Whereas trust is a binary concept based on the belief of a product or system (a product is either trusted or not), trustworthiness encompasses the quality of a product or system being deserving of trust or competence. Although confidence is similar to trust in that it conveys a belief in the product or system, it differs in that it is not a binary concept, since confidence can be variable depending on certain factors.
Balaram said: ”I think [this distinction] is really important for understanding and when considering the use of AI in health and care because higher confidence is not always a desirable objective, we advocate instead for what we're calling appropriate confidence among clinicians, which is a level of confidence in an AI system that is justified depending on the technology and the clinical context.”
“For example, it may be entirely reasonable to consider a specific AI technology as trustworthy, but for the appropriate confidence and a particular prediction from that technology to be low because it contradicts strong clinical evidence, or because the AI is being used in an unusual clinical situation.”
Whereas Balaram thinks that it is important for the NHS to assure the public that they are accounting for ethical principles such as fairness and transparency, a significant factor in establishing trustworthiness in the use of AI within the NHS will be equipping healthcare professionals with the skills and knowledge to critically appraise AI during clinical use, as opposed to just using it unquestioningly.
Uncovering human bias through AI
Pierce shared that the use of AI at FSA has helped the department shine a light on the biases that were ingrained in their systems but went unnoticed: “It became a really valuable diversion, we understood the quality of the data that we were collecting within the systems, we understood the human bias that we were applying… I think we moved from AI being a strange, magic world that we were fearful of, to viewing it as an equal in the room - it's just a slightly different approach.”
We are quickly learning that AI doesn't only scale solutions, but also risks.
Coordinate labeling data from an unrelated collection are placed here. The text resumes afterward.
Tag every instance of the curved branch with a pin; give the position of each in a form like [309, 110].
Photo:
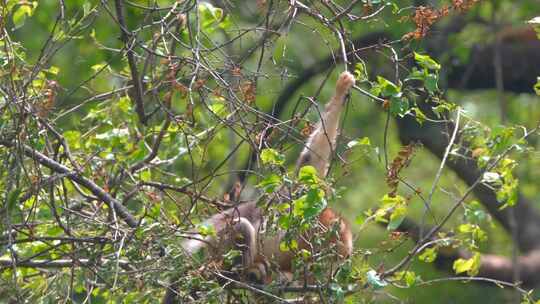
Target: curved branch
[76, 177]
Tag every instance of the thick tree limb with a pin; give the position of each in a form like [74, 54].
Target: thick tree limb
[435, 138]
[78, 178]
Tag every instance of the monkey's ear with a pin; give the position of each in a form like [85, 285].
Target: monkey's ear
[259, 273]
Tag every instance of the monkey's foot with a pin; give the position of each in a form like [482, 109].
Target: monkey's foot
[344, 83]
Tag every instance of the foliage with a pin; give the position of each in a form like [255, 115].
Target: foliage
[97, 195]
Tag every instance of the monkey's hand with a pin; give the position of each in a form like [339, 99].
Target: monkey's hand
[344, 83]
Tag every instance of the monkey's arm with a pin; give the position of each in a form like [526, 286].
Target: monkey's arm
[321, 143]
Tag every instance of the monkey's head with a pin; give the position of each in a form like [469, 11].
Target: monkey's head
[259, 273]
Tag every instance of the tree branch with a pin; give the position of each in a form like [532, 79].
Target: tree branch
[76, 177]
[136, 79]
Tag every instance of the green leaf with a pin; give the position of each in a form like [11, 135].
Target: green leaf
[270, 183]
[314, 203]
[470, 266]
[388, 88]
[399, 106]
[426, 62]
[272, 157]
[397, 217]
[364, 141]
[13, 198]
[206, 229]
[429, 255]
[408, 277]
[375, 280]
[73, 139]
[431, 83]
[24, 11]
[360, 72]
[308, 175]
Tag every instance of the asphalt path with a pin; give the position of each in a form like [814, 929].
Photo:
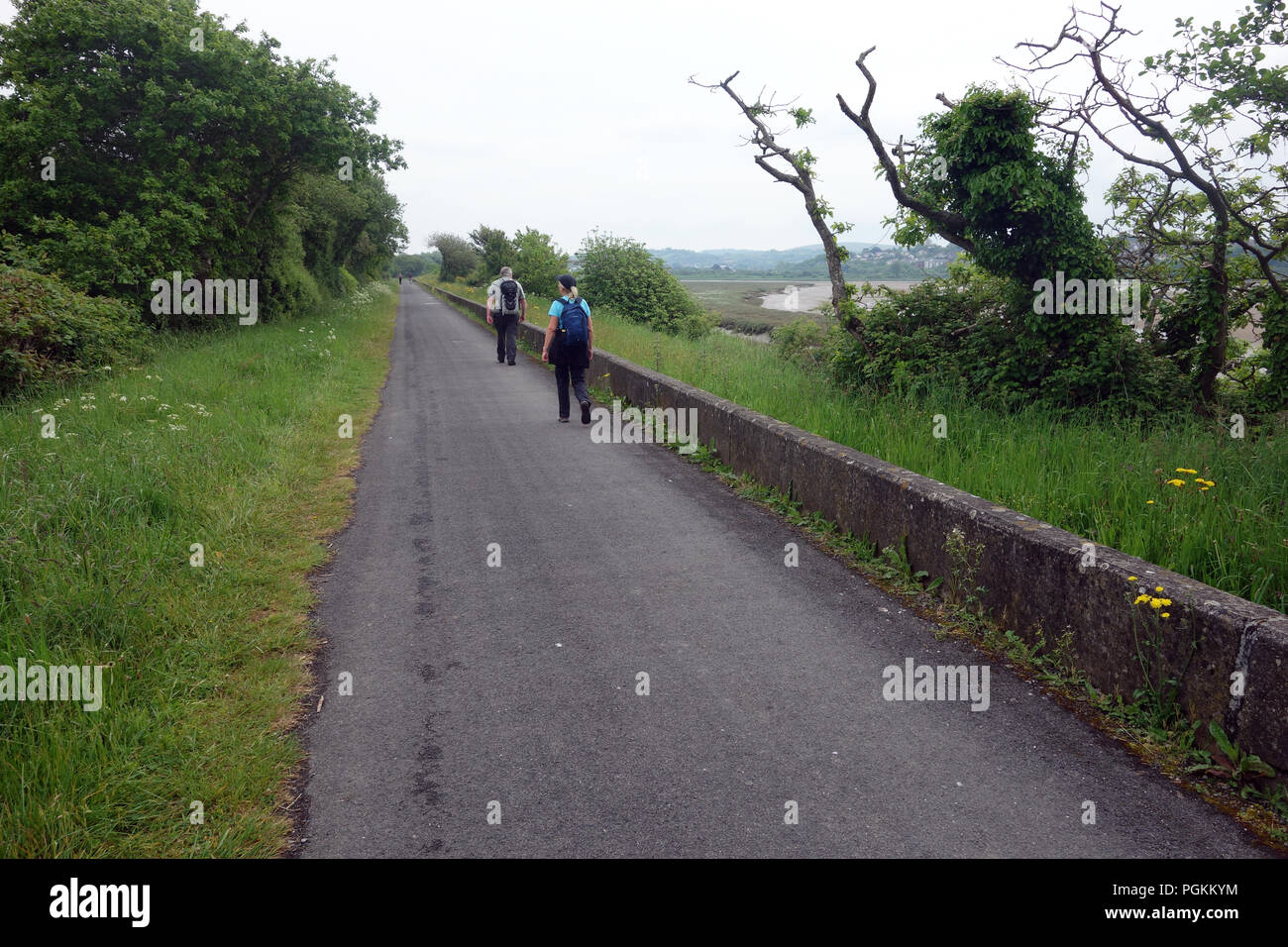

At UKRI, the public body focuses on ensuring that AI deployments are trusted, inclusive and transparent, Kasapoglu said.
“We are quickly learning that AI doesn't only scale solutions, but also risks,” added Kasapoglu. “AI systems learn from humans and so they inevitably reflect our biases and values. The questions about ethics are very uncomfortable because they require us to reflect on our own values, as well as those of the people who make the systems."
Kasapoglu said that UKRI is instigating conversations between the public and private sector as collaboration between the two will be essential to help deliver the benefits of AI at an individual and ecosystem levels. “Collaboration is the name of the game moving forward,” she said.